Yasaklarla yüz yüze gelen yine biz olacağız..

İş, hal-i durum "perü-perişanlığa" döner ki, maazallah!…

Ne can kalır..

Ne canan kalır..

Ne sağlık, ne huzur ne de insanlık!…

Bunun için, herkes elinden geleni yapsın!…

***

Selahattin Demirtaş..

Selçuk Mızraklı dahil..

Cezaevinden, kadim şehrin "cesur yürekli" insanları diyerek; "aşı olmaya" çağırıyor…

Evet, "herkes aşıya lütfen..!"

***

SİZİ GÜRUHLAR SİZİ!..

Biliyoruz ve tanıyoruz..

Bunlar, salgının başından beri varlar…

Kural tanımazlar…

Ne maske..

Ne sosyal mesafe..

Ne hijyenik ortama riayet!…

Zerre-i miskal düşünce sahibi değiller..

Benciller..

Vahşi yaratıklar gibi…

Sanırsınız ki, Türkiye düşmanları..

Gavurun içimize saldığı, bir kol misali!…

Yani o derece; "millete ve ülkeye" kötülük yapıyorlar…

***

En vahşi,

En radikal,

En kana doymaz terör örgütünden beter şekilde..

"Milletin" arasında, gezinip duruyorlar..

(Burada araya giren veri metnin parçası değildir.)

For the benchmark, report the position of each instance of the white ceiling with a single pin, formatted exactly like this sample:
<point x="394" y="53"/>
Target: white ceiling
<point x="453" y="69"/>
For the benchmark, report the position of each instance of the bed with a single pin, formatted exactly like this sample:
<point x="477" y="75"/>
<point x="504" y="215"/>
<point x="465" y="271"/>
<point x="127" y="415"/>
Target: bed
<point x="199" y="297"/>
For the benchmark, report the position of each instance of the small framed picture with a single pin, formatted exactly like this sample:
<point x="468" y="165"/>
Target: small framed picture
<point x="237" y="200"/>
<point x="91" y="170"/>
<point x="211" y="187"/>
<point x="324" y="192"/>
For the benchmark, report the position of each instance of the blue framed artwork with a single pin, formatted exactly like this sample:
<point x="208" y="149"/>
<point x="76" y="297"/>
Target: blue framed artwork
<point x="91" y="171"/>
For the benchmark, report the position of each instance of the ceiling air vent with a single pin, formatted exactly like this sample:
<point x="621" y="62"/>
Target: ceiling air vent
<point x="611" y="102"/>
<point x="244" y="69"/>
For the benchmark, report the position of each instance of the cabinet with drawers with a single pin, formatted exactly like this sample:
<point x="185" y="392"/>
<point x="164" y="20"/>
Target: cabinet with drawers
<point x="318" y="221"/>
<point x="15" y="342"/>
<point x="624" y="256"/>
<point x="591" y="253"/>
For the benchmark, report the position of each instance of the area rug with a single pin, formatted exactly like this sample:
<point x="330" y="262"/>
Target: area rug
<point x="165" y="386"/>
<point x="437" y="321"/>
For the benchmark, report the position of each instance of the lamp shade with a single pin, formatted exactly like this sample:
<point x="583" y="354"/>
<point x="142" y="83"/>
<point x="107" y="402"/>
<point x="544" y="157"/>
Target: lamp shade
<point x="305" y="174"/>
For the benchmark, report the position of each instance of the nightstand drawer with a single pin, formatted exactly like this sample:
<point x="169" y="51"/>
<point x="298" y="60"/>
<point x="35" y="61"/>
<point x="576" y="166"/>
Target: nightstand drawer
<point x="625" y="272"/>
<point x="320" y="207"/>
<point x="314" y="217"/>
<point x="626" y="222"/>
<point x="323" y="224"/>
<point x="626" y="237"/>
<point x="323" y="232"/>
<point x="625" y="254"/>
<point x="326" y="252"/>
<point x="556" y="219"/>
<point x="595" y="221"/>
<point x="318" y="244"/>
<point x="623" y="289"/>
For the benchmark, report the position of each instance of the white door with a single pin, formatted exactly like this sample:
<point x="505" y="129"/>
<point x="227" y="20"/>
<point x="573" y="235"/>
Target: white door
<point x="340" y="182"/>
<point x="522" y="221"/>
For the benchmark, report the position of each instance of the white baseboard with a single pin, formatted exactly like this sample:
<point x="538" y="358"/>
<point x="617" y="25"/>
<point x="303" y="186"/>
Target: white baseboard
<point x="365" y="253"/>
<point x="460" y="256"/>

Bunlar, birer insan, birer medeni görünümlü yaratıklardır…

Aramızda yaşıyorlar.

Sokakta,

Çarşıda,

İşte,

AVM'de..

Toplu taşıma araçlarında…

Alış-veriş pazarında…

İşte bu lanetli beşinci kol, fonlanan bir iştahla ne yazık ki, vaka sayılarını pik yaptılar…

Ve yine onların yüzünden, kadim kentimiz dahil; aşılamada "dibe" vurdu..

 

***

DERDİMİZ; KİN VE HASETTİR!…

Derdimiz büyük!..

Ama bu dert; "kutuplaşmadan, ya da farklı düşünmekten" değil..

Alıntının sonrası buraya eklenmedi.